Project Leader: Linda Burhansstipanov, Dr. P.H.
Cancer prevention through screening is an important aspect of health care. However, screening procedures are underused and only a minority of eligible patients actually receive them. In particular, little is known about the use of most preventive measures among older individuals. In one study of patients ³ 70 years, Pap smears had been obtained in only 17%, fecal occult blood tests (FOBT) in 24% and MG in 56%. This may not be expected since 88% of primary care providers agree that guidelines improve care for the elderly, but these attitudes often did not translate into adherence to screening recommendations. Yet, preventative guidelines, typically implemented in the general medical setting, may have the greatest benefit among older persons. However, persons who are poor, less educated, non-white, and older are the least likely to receive them. These observations suggest that elderly (American Indians/Alaska Natives) AI/ANs may be an especially vulnerable population. Recently, we demonstrated inadequate screening for breast and colorectal cancer among elderly AI/AN seen in an urban, primary care practice.

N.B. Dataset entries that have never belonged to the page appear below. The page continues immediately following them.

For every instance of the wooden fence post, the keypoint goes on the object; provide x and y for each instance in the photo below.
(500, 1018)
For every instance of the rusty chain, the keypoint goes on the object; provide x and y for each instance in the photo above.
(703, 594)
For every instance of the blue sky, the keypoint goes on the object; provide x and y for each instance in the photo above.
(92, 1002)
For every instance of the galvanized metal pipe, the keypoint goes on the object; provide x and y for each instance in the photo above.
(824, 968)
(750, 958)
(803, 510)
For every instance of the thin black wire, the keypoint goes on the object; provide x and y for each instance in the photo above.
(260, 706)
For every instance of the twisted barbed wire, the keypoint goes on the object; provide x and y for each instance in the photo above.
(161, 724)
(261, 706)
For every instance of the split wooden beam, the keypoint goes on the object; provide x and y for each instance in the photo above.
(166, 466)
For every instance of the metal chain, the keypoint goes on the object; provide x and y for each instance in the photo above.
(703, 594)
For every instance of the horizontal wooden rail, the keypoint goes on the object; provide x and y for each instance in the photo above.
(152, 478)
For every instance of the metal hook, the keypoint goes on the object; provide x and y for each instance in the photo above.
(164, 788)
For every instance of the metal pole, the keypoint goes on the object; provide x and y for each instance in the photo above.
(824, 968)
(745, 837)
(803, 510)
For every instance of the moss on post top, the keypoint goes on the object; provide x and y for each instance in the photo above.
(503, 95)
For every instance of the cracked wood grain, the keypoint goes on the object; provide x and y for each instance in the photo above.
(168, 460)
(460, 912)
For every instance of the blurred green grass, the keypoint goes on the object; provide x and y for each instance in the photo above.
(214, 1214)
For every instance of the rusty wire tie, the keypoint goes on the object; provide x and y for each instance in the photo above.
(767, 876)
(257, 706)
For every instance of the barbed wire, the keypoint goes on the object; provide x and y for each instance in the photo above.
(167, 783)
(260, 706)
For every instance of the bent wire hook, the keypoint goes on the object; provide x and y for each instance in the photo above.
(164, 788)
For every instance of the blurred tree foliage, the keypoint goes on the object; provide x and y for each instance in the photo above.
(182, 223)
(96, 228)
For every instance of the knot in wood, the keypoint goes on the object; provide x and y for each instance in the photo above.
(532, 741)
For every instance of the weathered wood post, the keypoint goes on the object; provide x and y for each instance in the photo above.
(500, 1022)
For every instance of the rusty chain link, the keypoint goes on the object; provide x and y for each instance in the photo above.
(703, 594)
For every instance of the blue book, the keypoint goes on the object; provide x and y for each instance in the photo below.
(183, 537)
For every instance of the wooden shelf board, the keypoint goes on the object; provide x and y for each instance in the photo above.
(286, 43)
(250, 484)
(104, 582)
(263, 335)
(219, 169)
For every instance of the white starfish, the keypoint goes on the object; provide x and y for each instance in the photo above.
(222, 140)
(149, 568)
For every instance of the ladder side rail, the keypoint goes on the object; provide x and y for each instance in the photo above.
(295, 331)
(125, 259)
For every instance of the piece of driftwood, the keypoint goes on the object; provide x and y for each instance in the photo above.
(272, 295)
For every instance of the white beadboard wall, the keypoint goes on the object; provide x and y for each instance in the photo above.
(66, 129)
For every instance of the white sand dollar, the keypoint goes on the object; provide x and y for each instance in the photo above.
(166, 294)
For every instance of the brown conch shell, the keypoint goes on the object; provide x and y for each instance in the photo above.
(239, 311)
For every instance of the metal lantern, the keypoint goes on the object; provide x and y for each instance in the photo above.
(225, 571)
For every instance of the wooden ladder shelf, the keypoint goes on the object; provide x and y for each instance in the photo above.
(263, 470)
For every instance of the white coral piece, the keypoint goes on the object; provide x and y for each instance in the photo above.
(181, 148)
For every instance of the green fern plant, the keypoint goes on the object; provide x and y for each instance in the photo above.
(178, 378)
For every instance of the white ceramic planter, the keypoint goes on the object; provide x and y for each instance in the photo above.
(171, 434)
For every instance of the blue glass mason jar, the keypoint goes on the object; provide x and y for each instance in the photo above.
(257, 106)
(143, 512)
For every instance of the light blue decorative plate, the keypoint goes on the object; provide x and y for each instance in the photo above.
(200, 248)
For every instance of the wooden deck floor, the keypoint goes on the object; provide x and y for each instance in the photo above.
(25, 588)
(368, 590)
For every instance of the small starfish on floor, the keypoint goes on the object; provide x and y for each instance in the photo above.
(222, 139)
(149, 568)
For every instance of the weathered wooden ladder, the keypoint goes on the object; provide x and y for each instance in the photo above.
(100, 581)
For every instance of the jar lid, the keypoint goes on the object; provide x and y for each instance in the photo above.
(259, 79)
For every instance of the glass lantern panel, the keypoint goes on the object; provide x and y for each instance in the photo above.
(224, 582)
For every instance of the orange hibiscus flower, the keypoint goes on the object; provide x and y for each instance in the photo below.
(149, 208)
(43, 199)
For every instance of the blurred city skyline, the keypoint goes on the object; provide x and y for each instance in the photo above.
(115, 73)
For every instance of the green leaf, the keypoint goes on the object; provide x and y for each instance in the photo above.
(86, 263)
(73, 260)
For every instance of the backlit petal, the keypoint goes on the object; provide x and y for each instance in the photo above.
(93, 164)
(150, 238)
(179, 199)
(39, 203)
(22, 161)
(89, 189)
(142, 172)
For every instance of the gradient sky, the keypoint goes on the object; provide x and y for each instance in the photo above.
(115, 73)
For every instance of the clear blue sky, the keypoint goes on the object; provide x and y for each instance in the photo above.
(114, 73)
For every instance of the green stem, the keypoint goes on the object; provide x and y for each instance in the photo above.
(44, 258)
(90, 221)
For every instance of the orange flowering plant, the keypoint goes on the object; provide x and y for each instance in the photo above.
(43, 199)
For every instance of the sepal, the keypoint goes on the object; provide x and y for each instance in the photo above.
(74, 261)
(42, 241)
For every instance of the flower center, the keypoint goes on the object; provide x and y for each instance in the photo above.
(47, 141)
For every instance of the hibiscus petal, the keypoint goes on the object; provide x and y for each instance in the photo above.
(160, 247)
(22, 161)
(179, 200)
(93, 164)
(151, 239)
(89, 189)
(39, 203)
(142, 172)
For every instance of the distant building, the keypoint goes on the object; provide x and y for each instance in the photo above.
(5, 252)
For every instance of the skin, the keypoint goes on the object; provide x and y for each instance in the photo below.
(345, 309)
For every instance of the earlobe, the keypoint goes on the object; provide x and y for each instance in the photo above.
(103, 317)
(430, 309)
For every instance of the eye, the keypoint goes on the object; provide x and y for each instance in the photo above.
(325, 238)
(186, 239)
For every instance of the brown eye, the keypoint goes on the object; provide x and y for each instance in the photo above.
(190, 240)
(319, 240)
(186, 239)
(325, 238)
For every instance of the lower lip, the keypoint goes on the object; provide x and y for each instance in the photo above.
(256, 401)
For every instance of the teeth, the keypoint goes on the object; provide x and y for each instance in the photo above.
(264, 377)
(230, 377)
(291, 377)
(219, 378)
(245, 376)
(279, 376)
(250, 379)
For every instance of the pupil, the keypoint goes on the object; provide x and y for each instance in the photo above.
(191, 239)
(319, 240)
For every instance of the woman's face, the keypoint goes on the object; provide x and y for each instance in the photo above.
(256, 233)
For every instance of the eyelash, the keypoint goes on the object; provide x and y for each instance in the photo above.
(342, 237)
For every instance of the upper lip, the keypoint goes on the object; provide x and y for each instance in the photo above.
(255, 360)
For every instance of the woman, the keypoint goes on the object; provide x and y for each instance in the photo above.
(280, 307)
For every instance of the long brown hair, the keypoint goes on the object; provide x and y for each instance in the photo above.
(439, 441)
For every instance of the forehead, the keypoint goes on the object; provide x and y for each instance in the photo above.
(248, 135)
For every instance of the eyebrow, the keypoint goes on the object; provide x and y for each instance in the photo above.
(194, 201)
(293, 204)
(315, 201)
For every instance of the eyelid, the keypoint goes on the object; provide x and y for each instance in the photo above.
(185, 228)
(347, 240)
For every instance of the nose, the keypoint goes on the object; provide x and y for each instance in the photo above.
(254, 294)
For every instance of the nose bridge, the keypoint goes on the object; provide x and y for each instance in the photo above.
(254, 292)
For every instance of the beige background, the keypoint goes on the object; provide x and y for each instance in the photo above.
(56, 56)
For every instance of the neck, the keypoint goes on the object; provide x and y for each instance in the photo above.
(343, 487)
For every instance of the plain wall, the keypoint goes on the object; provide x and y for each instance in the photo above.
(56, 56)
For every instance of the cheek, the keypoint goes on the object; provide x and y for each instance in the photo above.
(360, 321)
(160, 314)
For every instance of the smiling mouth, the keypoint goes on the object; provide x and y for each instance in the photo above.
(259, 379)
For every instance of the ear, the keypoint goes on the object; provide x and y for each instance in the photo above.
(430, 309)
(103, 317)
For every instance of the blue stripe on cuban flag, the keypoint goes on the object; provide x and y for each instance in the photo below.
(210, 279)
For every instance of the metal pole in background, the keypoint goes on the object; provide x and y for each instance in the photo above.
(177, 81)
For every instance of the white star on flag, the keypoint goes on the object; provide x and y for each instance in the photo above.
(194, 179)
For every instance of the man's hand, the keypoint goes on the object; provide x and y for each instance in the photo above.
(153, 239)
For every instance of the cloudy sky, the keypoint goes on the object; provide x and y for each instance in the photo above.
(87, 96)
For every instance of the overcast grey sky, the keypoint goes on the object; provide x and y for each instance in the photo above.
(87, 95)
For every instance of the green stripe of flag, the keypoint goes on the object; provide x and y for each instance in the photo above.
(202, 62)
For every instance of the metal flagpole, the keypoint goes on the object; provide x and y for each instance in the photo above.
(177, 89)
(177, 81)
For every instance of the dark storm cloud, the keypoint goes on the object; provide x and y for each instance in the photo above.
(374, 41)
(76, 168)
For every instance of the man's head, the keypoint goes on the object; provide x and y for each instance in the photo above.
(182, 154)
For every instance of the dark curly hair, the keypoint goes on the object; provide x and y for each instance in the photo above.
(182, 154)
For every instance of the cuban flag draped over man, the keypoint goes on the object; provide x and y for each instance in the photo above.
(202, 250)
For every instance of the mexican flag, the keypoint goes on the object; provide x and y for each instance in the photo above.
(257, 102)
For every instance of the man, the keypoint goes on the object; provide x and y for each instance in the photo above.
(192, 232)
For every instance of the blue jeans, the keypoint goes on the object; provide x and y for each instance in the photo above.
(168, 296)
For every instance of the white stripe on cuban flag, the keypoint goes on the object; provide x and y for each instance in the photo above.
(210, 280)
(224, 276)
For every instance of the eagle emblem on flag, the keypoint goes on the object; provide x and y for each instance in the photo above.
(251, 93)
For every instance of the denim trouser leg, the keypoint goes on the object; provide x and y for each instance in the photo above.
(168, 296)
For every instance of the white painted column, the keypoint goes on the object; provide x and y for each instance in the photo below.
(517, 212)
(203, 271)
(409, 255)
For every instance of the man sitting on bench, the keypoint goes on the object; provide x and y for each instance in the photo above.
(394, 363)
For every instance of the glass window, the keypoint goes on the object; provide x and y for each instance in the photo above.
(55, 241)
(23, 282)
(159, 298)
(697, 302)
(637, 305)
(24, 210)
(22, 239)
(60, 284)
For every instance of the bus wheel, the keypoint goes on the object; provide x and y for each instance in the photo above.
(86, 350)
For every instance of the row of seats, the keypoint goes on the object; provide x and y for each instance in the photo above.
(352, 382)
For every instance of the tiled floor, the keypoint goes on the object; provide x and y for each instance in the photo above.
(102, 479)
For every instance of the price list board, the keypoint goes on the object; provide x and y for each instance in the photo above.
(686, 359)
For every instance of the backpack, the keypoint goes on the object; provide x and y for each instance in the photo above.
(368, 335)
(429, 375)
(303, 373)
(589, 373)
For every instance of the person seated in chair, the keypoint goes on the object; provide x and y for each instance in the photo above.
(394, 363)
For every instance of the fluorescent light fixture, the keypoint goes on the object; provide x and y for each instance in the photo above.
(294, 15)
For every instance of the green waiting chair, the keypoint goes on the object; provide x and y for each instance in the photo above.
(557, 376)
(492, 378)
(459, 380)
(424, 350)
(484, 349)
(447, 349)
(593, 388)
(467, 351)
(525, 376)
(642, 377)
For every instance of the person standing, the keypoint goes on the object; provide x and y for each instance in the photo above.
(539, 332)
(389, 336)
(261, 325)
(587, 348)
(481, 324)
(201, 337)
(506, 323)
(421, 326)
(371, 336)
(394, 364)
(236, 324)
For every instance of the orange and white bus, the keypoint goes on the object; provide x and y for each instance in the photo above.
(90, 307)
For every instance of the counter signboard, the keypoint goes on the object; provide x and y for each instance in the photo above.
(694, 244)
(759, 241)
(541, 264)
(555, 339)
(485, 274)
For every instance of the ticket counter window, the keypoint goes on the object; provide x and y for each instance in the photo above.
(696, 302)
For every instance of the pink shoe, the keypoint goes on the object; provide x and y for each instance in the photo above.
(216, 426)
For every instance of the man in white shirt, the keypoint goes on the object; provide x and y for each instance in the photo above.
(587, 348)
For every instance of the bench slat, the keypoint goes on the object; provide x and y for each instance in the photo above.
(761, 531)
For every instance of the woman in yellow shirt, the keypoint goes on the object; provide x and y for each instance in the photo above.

- This study compares education alone to a unique, culturally relevant intervention that significantly improved rates of cancer screening and follow-up care among Native women in a community-based study. AI/ANs, trained as lay health advisors, or “Native Brothers/Sisters”, will contact AI/AN patients and provide education/encouragement to increase participation in cancer screening.
- This study addresses the following specific aims:
Adapt the community-based cancer screening intervention for implementation by AI/AN lay health advisors in a primary care setting;
- Modify the intervention to improve screening for colorectal cancer screening among both men and women;
Evaluate whether the Native Brother model is acceptable to AI/AN men;
- Assess the effectiveness of the lay health advisor model in increasing adherence to screening for breast and colorectal cancer compared with an observation-only group.